Declaring multiple pipelines
You may declare multiple pipelines in the same .kts file. All sources should be placed within a single pipelines
block.
pipelines {
postgresSource("cdc-postgres") {
hostname = "localhost"
port = 5432
username = "postgres"
password = "docker"
databaseName = "postgres"
table {
// table to mapper definition pairs
}
}
csvSource("cdc-csv") {
location = "file://some/directory?fileName=example.xml"
// mapper definition
}
}
Declaring multiple mapping functions
If you would like to perform different mapping operations over the same data source, you can use multiple mappers.
You can also optionally use a where
clause to conditionally map rows from your data source. Should the where
clause be false, no mapping will be performed. These conditional mappers allow you to create more complex and powerful data ingestion pipelines.
For example, if you want to map over a trades source, you could map and transform your data in a different way, depending on the region the trade was made:
pipelines {
csvSource("cdc-csv") {
location = "file://some/directory?fileName=example.xml"

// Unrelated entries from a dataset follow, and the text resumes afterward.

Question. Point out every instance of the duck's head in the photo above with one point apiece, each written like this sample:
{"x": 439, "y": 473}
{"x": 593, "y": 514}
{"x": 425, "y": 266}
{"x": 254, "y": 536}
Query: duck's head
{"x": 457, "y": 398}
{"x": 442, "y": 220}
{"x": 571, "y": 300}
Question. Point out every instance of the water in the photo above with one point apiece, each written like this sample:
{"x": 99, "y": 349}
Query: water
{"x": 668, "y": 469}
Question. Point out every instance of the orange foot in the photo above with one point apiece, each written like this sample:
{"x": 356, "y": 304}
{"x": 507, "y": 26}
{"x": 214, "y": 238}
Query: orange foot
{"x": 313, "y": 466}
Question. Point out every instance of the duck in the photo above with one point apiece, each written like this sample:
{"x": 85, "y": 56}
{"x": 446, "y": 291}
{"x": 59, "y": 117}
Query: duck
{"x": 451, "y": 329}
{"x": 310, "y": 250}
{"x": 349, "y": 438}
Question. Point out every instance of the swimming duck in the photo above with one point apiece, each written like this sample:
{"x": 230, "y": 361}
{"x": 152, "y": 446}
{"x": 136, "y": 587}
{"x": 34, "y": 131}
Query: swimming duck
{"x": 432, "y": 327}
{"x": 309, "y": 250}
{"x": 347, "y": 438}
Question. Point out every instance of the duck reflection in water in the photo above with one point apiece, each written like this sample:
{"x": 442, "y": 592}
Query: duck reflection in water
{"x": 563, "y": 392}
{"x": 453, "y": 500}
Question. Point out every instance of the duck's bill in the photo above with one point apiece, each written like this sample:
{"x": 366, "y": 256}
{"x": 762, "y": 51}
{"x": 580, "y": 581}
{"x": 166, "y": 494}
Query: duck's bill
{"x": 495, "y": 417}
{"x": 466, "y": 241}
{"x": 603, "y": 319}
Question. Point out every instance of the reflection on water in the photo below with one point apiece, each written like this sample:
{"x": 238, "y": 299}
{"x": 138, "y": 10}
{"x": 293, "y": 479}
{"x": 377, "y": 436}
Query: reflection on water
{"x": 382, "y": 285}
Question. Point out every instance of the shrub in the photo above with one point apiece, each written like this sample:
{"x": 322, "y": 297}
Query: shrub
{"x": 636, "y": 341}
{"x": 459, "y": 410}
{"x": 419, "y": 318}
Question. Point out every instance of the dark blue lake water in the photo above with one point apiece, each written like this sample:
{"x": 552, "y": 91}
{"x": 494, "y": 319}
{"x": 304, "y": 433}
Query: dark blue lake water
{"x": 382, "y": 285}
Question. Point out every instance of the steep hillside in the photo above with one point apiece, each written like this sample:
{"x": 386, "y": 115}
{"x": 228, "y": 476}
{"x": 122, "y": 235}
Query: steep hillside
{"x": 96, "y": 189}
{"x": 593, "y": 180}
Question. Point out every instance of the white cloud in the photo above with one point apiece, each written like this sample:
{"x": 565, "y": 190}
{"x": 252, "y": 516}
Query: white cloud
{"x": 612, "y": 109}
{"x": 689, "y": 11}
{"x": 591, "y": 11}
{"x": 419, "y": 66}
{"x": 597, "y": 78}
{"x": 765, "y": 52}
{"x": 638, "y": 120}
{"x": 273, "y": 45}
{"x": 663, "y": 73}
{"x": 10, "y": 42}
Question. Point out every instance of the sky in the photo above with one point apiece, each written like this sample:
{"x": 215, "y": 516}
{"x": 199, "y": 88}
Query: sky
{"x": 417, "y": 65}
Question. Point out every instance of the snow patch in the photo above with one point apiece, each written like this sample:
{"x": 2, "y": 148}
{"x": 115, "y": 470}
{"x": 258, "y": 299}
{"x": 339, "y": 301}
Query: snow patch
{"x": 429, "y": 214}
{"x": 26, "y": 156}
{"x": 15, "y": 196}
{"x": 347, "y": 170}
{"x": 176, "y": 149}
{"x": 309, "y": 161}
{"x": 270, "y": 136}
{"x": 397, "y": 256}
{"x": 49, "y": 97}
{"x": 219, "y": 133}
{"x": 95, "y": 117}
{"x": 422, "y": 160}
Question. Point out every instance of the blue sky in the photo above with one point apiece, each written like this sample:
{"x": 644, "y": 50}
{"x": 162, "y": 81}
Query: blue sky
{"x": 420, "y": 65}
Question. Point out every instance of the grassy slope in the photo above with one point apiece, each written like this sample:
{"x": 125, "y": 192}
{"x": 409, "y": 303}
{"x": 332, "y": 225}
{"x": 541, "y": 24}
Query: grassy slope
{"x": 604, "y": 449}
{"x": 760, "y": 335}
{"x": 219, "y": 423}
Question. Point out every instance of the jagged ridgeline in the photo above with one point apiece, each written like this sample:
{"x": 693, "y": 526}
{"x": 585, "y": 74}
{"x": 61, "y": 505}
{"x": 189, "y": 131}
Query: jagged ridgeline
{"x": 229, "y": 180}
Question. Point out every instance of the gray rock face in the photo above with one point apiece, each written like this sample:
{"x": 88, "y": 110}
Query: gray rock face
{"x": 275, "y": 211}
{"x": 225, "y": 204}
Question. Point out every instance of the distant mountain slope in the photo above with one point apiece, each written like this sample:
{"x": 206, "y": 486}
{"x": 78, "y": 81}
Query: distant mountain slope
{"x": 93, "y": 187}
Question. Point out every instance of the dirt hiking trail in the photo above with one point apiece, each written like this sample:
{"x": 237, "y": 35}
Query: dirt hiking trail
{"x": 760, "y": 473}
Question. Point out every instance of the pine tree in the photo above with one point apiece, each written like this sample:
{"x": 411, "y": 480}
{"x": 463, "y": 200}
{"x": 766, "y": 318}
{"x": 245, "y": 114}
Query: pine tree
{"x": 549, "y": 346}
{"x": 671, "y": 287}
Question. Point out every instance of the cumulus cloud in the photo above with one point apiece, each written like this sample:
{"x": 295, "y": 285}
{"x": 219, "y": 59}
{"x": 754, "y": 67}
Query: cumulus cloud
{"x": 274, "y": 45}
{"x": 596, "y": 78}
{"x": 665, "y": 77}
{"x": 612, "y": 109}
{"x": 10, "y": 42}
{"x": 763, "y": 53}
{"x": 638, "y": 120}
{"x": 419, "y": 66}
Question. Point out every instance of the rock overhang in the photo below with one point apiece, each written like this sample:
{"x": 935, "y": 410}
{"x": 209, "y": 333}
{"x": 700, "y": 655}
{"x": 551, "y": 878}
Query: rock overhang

map("EMEA-order", TABLE_OBJECT) {
where { input.get(stringValue("region") == "emea") }
FIELD {}
...
}
map("NAM-order", TABLE_OBJECT) {
where { input.get(stringValue("region") == "nam") }
FIELD {}
...
}
}
}
Auditable sink operations
All database operations are audited if the table is declared as auditable. Each sink operation is then stored to the audit table with the default event type of custom-sink-operation
. However, you can change this by passing another type as an argument to the sink
function:
pipelines {
postgresSource("cdc-postgres") {
...
map(someMap).sink("delete-sell-trades") {
if (mappedEntity.tradeType == "sell") {
entityDb.delete(mappedEntity)
} else {
entityDb.insert(mappedEntity)
}
}
}
}
You can also define multiple sink functions that are then executed separately. This can be useful when defining sinks as variables for later reuse in multiple pipelines.
pipelines {
postgresSource("cdc-postgres") {
...
map(someMap).sink(someSink).sink(someOtherSink)
}
}